Hello friends. A recent tasting with Greg Harrington of Gramercy Cellars revealed a winemaker at the top of his game. The 2010 vintage (and, I suspect, the 2011) seem to have been created specifically for the Gramercy house style, and the results are irresistible.
2010 Gramercy Cellars Syrah “Lagniappe”
There are three Syrahs in the Gramercy lineup. The John Lewis Reserve, which is nearly impossible to source. The Walla Walla Valley bottling, frequently dominated by some combination of Les Collines and Forgotten Hills. And Lagniappe.
Lagniappe is Cajun for “a little something extra.” Here’s Mark Twain on the word:
“We picked up one excellent word — a word worth travelling to New Orleans to get; a nice limber, expressive, handy word — ‘lagniappe.’ They pronounce it lanny-yap. It is Spanish — so they said. We discovered it at the head of a column of odds and ends in the Picayune, the first day; heard twenty people use it the second; inquired what it meant the third; adopted it and got facility in swinging it the fourth. It has a restricted meaning, but I think the people spread it out a little when they choose. It is the equivalent of the thirteenth roll in a ‘baker’s dozen.’ It is something thrown in, gratis, for good measure. The custom originated in the Spanish quarter of the city. When a child or a servant buys something in a shop — or even the mayor or the governor, for aught I know — he finishes the operation by saying — ‘Give me something for lagniappe.’ The shopman always responds; gives the child a bit of licorice-root, gives the servant a cheap cigar or a spool of thread, gives the governor — I don’t know what he gives the governor; support, likely. When you are invited to drink, and this does occur now and then in New Orleans — and you say, ‘What, again? — no, I’ve had enough;’ the other party says, ‘But just this one time more — this is for lagniappe.’ When the beau perceives that he is stacking his compliments a trifle too high, and sees by the young lady’s countenance that the edifice would have been better with the top compliment left off, he puts his ‘I beg pardon — no harm intended,’ into the briefer form of ‘Oh, that’s for lagniappe.’”
Greg doubtless picked it up during his stint working as Emeril Lagasse’s Wine Director in New Orleans, and he has used it to represent his Syrah that picks up fruit from all sorts of interesting places. But none have been as interesting as the place Greg picked up in 2010: Red Willow Vineyard.
Yep. There’s nothing on the bottle that would indicate it, but 2010 was the first vintage where Gramercy got access to Mike Sauer’s vineyard, a reference-point site for Syrah (located here, on the far western edge of the Yakima Valley). Red Willow plays a big role in Lagniappe, and it’s thrilling to see the Gramercy style applied to this hall-of-fame site. The aromtics are terrifically complex, boasting notes fruity and floral, meaty and minerally. Gramercy Syrahs are always vibrant, but in a cool vintage like 2010, they positively pulsate. There is plenty of silken blackberry and black cherry fruit, all of it well-balanced by briny olive and a deep, rich, meaty note (something like roasting marrow bones, or demi-glace). Greg and his assistant, Brandon Moss, are total pros at tannin management. They’re beautifully fine-grained, giving us a wide glide path across the palate. A thrilling mouthful, this drinks like a 20-year wine.
2012 Gramercy Cellars Rose Olsen Vineyard
And now a little bonus wine. I got a lot of requests last summer for the 2011, especially after Sean Sullivan’s article and strong review came out. But at just 97 cases produced, that vintage was sold entirely through the winery, so I couldn’t fulfill any of those requests.
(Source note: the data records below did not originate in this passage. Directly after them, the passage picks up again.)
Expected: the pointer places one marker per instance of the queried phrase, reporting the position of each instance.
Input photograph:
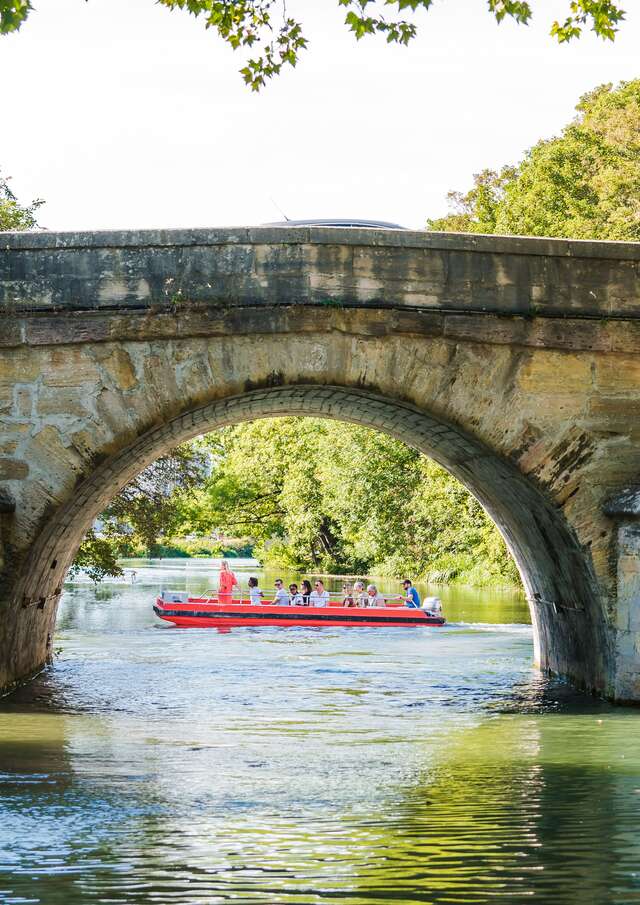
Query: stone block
(69, 367)
(555, 373)
(69, 401)
(117, 362)
(13, 470)
(617, 374)
(20, 366)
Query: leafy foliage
(13, 215)
(332, 496)
(585, 184)
(146, 511)
(280, 38)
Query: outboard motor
(432, 604)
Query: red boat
(206, 612)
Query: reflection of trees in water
(539, 807)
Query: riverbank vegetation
(310, 494)
(317, 495)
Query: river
(337, 765)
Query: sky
(122, 114)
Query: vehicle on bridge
(206, 612)
(347, 223)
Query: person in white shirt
(319, 597)
(255, 594)
(295, 597)
(374, 597)
(282, 595)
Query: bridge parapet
(319, 266)
(516, 360)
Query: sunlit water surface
(342, 765)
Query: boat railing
(335, 599)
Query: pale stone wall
(510, 361)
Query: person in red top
(226, 582)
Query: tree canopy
(313, 495)
(279, 38)
(584, 184)
(13, 215)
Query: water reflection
(305, 766)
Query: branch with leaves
(280, 38)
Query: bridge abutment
(511, 362)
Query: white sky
(122, 114)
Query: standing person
(359, 594)
(319, 597)
(255, 594)
(306, 592)
(295, 597)
(226, 582)
(411, 596)
(374, 597)
(282, 595)
(347, 592)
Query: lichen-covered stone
(511, 361)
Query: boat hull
(202, 614)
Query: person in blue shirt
(411, 596)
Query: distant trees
(279, 38)
(584, 184)
(329, 496)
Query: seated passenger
(306, 592)
(347, 592)
(374, 597)
(411, 596)
(255, 594)
(295, 597)
(282, 595)
(319, 597)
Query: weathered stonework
(513, 362)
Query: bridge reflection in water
(295, 766)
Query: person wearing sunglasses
(319, 597)
(282, 595)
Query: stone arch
(560, 585)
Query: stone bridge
(515, 363)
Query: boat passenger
(348, 598)
(359, 594)
(226, 582)
(319, 597)
(374, 597)
(255, 594)
(295, 597)
(282, 595)
(411, 596)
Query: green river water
(150, 764)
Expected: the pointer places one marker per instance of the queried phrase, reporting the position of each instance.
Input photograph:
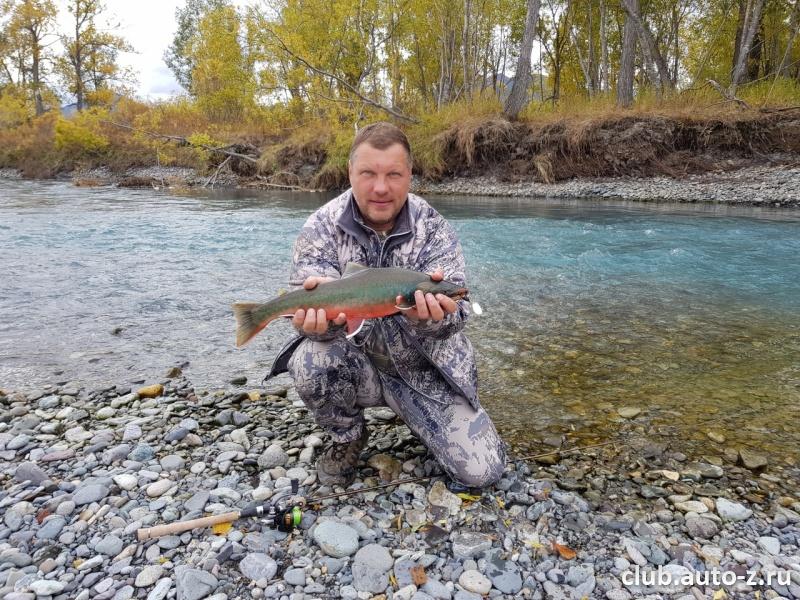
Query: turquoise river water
(690, 313)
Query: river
(689, 313)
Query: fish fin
(353, 327)
(353, 268)
(247, 325)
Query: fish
(361, 293)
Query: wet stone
(258, 566)
(89, 493)
(336, 539)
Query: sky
(148, 25)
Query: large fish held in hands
(361, 293)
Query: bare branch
(727, 94)
(341, 81)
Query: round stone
(157, 488)
(475, 581)
(126, 481)
(295, 576)
(370, 568)
(148, 576)
(336, 539)
(258, 566)
(89, 493)
(732, 511)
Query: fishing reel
(276, 515)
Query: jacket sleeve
(443, 251)
(315, 254)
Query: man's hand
(315, 320)
(429, 306)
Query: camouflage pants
(337, 380)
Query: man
(419, 363)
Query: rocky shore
(82, 470)
(769, 186)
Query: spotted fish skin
(361, 293)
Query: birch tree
(519, 93)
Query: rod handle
(149, 533)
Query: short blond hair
(380, 136)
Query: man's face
(380, 180)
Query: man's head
(380, 173)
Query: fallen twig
(186, 142)
(213, 178)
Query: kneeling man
(419, 363)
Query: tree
(178, 57)
(221, 80)
(649, 43)
(519, 93)
(749, 22)
(630, 36)
(29, 25)
(89, 64)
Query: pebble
(475, 581)
(149, 575)
(371, 565)
(76, 521)
(258, 566)
(770, 545)
(336, 539)
(732, 511)
(89, 493)
(157, 488)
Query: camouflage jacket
(434, 358)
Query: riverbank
(83, 469)
(771, 185)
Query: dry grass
(688, 132)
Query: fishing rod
(286, 517)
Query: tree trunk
(631, 8)
(625, 77)
(740, 25)
(751, 21)
(592, 58)
(604, 82)
(36, 78)
(754, 54)
(794, 26)
(675, 42)
(519, 93)
(465, 47)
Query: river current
(691, 314)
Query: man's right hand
(315, 320)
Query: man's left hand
(429, 306)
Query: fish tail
(247, 323)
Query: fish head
(447, 288)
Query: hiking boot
(338, 465)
This year, I’ve pried a small parcel from the clenched hands of the Gramercy folks. There’s not much of it, I’m not sure if any other retail accounts will get any, and, finally, it’s delicious. A blend of 46% Cinsault, 32% Grenache, and 22% Syrah, all from Olsen Estate Vineyard, all harvested specifically for rosé, these grapes spent all of six hours on skins before going into the press, leaving the wine with the palest salmon-orange color. The nose combines melon fruit with chalky minerals and a sea-breeze note. You can almost smell the vibrant acidity to follow. But there’s plenty of richness from the killer 2012 vintage to go with the vibrancy, and the fruit is a delicious mix of melons: honeydew, cantaloupe, watermelon, all cut by a cooling mineral tone. This hits a sweet spot: delicious enough to serve as a porch-pounder, but complex and serious enough to contemplate for a few minutes before the pounding commences.
Please limit order requests to 6 bottles of each wine (mix and match as you like), and we’ll do our best to fulfill all requests. The wines should arrive in about a week, at which point they will be available for pickup or shipping during the spring shipping window.